A couple weekends ago my friend Athena invited me out to pick some of the flowers she planted this year at Harmony Farm. The farm sits up on a hill so that once you're there, it feels very isolated and lovely. There are some houses nearby, but not too close. The sky that day felt big and encompassing in a way that's somewhat rare when you live in the hills. She had grown beautiful long rows of sunflowers, zinnias, cosmos, bachelor buttons and nasturtium. 

I've read a lot about self-care over the last few years, and you'd be amazed how many people recommend treating yourself with flowers. These "feel better" lists get rather cliche after a while, but then again, cliches exist for a reason. Flowers can really make a girl happy.

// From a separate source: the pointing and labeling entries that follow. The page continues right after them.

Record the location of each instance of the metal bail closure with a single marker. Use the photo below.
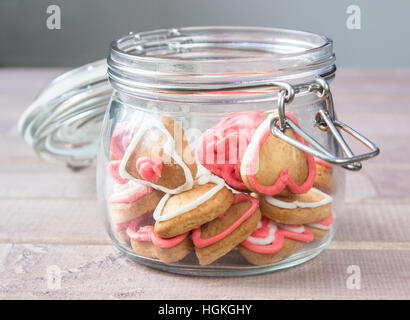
(325, 120)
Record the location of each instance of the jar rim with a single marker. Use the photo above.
(216, 57)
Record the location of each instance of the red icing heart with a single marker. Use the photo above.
(284, 180)
(221, 148)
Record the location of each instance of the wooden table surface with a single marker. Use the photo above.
(49, 217)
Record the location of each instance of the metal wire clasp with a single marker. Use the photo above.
(325, 120)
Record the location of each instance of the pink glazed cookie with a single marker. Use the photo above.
(145, 242)
(221, 148)
(271, 166)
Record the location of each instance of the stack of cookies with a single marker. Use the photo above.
(242, 189)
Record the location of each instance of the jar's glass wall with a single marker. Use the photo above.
(131, 162)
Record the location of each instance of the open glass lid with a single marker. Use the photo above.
(63, 123)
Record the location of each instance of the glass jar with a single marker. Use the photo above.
(220, 151)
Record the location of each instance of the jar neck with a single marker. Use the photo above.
(209, 63)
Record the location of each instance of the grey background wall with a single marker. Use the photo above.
(88, 26)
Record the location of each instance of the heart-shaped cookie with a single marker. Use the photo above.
(297, 208)
(145, 242)
(219, 236)
(272, 242)
(159, 156)
(272, 166)
(177, 214)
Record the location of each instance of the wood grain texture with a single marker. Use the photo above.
(102, 272)
(49, 214)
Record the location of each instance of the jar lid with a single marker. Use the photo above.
(63, 123)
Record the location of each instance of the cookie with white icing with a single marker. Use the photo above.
(324, 177)
(219, 236)
(177, 214)
(145, 242)
(321, 228)
(131, 200)
(297, 208)
(272, 166)
(158, 155)
(272, 242)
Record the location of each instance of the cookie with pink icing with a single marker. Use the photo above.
(158, 155)
(324, 179)
(271, 166)
(120, 229)
(321, 228)
(221, 148)
(131, 200)
(177, 214)
(297, 208)
(271, 242)
(145, 242)
(219, 236)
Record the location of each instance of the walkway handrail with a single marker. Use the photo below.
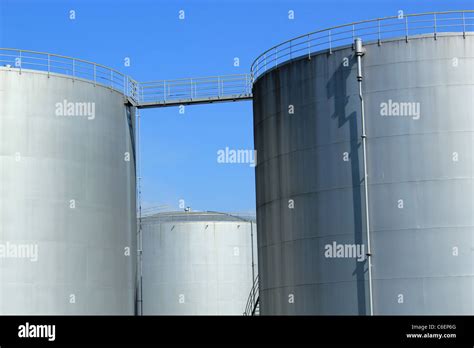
(253, 298)
(378, 29)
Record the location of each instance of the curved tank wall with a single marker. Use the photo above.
(197, 263)
(310, 201)
(67, 197)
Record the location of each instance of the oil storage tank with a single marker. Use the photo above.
(67, 189)
(417, 89)
(197, 263)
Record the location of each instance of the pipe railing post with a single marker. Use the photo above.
(406, 28)
(463, 26)
(309, 47)
(378, 32)
(20, 61)
(330, 42)
(276, 56)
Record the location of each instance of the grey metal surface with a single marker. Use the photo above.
(66, 188)
(423, 261)
(196, 263)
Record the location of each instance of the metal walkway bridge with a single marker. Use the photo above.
(212, 89)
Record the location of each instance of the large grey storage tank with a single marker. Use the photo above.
(197, 263)
(67, 195)
(310, 178)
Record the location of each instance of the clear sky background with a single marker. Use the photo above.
(179, 152)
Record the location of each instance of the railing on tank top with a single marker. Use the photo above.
(379, 29)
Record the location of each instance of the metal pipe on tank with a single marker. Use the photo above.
(359, 52)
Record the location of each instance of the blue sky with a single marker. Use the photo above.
(179, 152)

I've been wanting to plant cosmos in my yard for years now, and this year, I finally did. I put a bunch of seeds in front of my shed, and all summer I watched the plants grow very tall and produce nothing. Not one flower. I have a particular affinity for cosmos because growing up my sister and I planted a huge row of them every year across the front of our vegetable garden. They're so delicate and beautiful, and they bloom all summer long. It's October now, and look who finally decided to make an appearance?

This is the second year I've grown dahlias. Last year I planted bulbs, and they produced a few flowers. I dug the bulbs up in the fall and stored them in the basement all winter. (I literally just threw them in a crate. I think you're supposed to take better care and store them in sawdust. It's an evolving hobby, this gardening.) I planted the bulbs this spring, and just like the cosmos, nothing happened for months. But this fall they emerged in all their glory. And they are so amazing. The perfection of all the individual flower parts is like tiny baby toes.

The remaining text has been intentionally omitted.